Quioto, Japão, 16 de abril de 2026, Kyodo News – Em um desdobramento impactante que encerra semanas de incertezas, Adachi Yuuki, de 37 anos, confessou às autoridades ter matado seu próprio filho, um menino de 11 anos. O caso, que vinha sendo acompanhado com apreensão pela comunidade local, tomou um rumo definitivo nesta quinta-feira (16), quando o suspeito foi formalmente encaminhado aos promotores públicos após admitir a autoria do crime.
Adachi Yuuki havia sido preso nas primeiras horas desta quinta-feira sob a suspeita inicial de ocultação e abandono de cadáver. O corpo da criança, identificada como Adachi Yuki, foi localizado na última segunda-feira (13) em uma densa área arborizada na cidade de Nantan. O menino estava desaparecido desde o final do mês de março, quando o próprio pai relatou o sumiço às autoridades.
“Fontes ligadas à investigação revelaram que o pai admitiu ter transportado e movido o corpo do filho por diversas vezes entre o final de março e o momento da descoberta na floresta. A polícia trabalha agora com a convicção de que ele é o único responsável pelo ocorrido.”
Para solucionar o caso, a Polícia de Quioto estabeleceu uma sede especial de investigação. O avanço das diligências foi possível graças a uma análise minuciosa de imagens de câmeras de segurança e à coleta de depoimentos que contradiziam a versão inicial apresentada pelo pai, que afirmava ter visto o filho pela última vez ao deixá-lo na escola primária.
Os resultados preliminares da autópsia indicam que a morte de Adachi Yuki ocorreu aproximadamente na mesma época em que seu desaparecimento foi registrado.
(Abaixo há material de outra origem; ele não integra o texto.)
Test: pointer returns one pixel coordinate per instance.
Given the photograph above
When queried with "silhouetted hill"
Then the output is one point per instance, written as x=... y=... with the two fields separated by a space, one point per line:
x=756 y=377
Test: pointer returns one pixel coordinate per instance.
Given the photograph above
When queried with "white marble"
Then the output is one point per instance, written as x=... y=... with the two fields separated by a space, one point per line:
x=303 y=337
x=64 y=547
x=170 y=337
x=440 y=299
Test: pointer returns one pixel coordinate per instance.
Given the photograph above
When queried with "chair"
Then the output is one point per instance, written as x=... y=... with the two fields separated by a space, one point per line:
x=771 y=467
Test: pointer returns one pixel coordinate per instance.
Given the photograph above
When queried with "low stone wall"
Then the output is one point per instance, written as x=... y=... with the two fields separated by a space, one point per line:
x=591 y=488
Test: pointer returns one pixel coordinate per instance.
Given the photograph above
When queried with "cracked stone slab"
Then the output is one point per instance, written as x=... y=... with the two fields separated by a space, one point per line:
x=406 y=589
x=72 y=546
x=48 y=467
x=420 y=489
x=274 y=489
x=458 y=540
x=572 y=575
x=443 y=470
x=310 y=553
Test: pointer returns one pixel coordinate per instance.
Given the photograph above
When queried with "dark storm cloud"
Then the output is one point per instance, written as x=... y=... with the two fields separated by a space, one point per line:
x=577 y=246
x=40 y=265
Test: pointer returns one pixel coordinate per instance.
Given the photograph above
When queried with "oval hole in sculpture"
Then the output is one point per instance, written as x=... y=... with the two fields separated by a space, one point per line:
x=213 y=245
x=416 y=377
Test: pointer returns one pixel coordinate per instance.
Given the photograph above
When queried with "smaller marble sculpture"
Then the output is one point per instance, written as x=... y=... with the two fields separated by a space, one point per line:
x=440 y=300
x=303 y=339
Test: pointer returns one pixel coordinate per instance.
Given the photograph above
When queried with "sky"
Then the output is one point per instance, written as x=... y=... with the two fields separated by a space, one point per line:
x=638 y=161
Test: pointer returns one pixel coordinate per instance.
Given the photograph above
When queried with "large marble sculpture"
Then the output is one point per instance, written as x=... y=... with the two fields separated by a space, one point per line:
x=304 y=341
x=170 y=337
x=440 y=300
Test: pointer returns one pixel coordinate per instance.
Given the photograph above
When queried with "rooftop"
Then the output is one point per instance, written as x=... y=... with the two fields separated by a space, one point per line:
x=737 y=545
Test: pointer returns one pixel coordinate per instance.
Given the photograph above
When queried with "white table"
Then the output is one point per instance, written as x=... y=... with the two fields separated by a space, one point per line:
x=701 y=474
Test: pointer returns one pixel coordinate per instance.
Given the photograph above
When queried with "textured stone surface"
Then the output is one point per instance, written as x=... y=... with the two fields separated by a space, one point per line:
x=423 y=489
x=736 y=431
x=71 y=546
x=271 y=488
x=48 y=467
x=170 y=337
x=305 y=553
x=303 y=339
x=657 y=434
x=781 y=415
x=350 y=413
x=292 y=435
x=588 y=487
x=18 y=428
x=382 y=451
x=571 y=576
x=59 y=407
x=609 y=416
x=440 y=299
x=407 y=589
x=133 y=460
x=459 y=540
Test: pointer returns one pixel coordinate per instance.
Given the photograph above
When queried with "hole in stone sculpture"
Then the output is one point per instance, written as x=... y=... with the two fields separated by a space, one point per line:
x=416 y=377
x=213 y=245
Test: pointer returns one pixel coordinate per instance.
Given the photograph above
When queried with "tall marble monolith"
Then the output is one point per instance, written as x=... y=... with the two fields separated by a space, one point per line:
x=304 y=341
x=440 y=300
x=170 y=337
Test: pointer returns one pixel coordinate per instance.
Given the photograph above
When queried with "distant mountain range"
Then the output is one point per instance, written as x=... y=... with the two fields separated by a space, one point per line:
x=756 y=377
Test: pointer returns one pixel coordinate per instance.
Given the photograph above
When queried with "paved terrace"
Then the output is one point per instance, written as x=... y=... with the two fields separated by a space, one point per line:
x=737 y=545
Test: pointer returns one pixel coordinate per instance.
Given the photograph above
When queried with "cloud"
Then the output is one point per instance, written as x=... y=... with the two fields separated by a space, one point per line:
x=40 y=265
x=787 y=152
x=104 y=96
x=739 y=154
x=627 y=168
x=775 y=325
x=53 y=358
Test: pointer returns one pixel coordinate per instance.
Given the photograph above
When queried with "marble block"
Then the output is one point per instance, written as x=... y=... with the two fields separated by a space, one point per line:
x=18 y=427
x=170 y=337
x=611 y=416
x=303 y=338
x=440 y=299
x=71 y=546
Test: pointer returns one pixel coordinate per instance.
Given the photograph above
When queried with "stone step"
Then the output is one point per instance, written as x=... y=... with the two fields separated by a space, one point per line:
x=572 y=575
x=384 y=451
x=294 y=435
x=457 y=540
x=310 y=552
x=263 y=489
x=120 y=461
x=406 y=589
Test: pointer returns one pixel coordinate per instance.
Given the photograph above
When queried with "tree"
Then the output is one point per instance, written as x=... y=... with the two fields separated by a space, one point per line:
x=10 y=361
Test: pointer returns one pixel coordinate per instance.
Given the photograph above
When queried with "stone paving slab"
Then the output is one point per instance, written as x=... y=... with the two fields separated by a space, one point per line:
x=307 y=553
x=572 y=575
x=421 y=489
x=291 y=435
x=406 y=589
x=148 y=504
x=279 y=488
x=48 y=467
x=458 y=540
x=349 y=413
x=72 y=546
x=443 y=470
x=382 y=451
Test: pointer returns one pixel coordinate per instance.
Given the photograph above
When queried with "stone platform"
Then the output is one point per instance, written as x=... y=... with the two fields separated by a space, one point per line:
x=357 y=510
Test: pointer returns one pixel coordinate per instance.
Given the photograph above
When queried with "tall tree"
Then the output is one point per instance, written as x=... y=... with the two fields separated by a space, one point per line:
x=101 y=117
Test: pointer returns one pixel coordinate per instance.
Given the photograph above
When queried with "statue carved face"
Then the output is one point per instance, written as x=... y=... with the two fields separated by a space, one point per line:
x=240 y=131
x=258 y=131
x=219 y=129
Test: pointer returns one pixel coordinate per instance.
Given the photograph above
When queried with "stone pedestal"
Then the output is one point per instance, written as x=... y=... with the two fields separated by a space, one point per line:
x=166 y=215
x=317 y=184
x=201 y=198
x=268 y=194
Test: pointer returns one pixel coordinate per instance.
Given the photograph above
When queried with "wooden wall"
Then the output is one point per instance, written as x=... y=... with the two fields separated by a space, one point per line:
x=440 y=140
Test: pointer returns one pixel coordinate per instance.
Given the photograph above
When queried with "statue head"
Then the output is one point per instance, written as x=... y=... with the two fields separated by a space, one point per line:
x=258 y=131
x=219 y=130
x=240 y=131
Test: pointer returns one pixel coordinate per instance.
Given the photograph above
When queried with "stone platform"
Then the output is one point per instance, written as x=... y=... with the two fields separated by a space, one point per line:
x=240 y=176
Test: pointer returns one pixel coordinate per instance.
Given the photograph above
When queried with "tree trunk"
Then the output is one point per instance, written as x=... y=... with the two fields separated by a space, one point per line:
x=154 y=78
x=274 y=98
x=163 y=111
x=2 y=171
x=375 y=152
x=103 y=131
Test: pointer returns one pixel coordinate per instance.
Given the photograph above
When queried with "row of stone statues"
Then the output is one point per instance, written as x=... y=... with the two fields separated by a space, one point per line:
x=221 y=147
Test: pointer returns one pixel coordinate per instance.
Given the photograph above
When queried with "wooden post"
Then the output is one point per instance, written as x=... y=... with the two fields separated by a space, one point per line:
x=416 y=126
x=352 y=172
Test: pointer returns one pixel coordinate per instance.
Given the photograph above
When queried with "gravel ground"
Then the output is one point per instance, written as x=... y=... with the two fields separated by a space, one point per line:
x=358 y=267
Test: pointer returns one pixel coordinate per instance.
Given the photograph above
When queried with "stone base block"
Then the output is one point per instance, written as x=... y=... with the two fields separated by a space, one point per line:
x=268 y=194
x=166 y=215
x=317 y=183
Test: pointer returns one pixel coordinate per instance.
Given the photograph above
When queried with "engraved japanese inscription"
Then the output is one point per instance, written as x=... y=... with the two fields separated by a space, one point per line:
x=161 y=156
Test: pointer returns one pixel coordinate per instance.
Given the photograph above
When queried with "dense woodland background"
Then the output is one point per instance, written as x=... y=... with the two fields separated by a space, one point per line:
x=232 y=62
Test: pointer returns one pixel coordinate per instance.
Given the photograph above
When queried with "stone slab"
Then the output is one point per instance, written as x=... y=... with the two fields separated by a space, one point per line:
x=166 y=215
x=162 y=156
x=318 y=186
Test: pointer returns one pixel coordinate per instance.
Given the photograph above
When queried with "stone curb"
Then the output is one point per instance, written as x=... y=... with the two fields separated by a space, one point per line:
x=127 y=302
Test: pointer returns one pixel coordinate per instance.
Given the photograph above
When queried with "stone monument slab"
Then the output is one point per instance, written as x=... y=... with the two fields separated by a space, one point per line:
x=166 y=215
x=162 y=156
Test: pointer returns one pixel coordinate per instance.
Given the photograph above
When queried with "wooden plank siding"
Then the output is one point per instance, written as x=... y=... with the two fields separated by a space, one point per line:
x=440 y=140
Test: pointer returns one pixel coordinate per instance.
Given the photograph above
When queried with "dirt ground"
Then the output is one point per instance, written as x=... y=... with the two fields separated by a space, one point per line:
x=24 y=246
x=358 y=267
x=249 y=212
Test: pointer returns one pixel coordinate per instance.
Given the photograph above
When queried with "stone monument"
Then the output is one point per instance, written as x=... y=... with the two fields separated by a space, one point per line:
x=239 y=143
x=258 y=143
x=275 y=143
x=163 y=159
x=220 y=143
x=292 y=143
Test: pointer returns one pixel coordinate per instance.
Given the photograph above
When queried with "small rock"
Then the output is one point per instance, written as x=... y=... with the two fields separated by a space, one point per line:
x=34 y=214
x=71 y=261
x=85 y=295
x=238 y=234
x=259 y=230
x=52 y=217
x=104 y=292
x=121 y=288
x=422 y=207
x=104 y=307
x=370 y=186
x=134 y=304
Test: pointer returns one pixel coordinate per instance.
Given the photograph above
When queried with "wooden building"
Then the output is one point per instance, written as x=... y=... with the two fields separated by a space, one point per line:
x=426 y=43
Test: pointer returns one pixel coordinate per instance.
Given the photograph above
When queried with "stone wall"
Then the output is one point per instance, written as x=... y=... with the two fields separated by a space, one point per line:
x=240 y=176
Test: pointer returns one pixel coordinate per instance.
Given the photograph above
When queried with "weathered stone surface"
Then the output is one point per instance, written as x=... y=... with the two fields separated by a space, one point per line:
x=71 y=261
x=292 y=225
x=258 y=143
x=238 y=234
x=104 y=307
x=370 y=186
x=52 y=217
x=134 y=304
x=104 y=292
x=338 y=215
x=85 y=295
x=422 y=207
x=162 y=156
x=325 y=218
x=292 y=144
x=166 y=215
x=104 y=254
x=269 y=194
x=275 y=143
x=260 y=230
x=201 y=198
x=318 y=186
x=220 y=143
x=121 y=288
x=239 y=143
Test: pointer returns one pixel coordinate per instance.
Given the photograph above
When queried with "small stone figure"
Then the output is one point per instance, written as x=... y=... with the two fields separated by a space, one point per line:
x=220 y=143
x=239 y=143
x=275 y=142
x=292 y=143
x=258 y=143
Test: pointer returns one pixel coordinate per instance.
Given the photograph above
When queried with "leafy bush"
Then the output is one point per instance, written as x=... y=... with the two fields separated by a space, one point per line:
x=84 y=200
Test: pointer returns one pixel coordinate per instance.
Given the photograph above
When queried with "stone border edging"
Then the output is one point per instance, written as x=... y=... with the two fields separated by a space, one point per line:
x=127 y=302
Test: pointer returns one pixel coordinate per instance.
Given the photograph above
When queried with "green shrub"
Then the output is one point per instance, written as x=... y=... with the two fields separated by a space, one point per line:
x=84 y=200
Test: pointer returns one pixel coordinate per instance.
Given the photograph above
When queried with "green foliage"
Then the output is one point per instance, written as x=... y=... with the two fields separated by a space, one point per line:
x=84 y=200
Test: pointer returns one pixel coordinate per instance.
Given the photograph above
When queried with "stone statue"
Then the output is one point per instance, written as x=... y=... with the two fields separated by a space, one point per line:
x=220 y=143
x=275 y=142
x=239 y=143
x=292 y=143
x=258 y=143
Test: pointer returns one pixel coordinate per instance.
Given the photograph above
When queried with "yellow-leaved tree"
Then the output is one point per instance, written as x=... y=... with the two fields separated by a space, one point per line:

O laudo pericial, no entanto, aprofunda o mistério sobre o método utilizado no crime, uma vez que o corpo não apresentava sinais óbvios de violência externa.
“Os peritos criminais não encontraram ferimentos visíveis, como marcas de cortes ou perfurações por faca. Além disso, as roupas da vítima estavam intactas, sem rasgos significativos, o que leva a polícia a investigar outras causas de morte, como asfixia ou intoxicação.”
Com a confissão de Adachi Yuuki, as autoridades buscam agora entender a motivação por trás do ato. O caso gerou uma onda de consternação em Quioto, especialmente entre os colegas de escola e vizinhos da família, que esperavam por um desfecho diferente para as buscas iniciadas há quase três semanas. O processo judicial deve seguir para os tribunais nos próximos meses, enquanto a polícia finaliza a reconstituição cronológica dos fatos.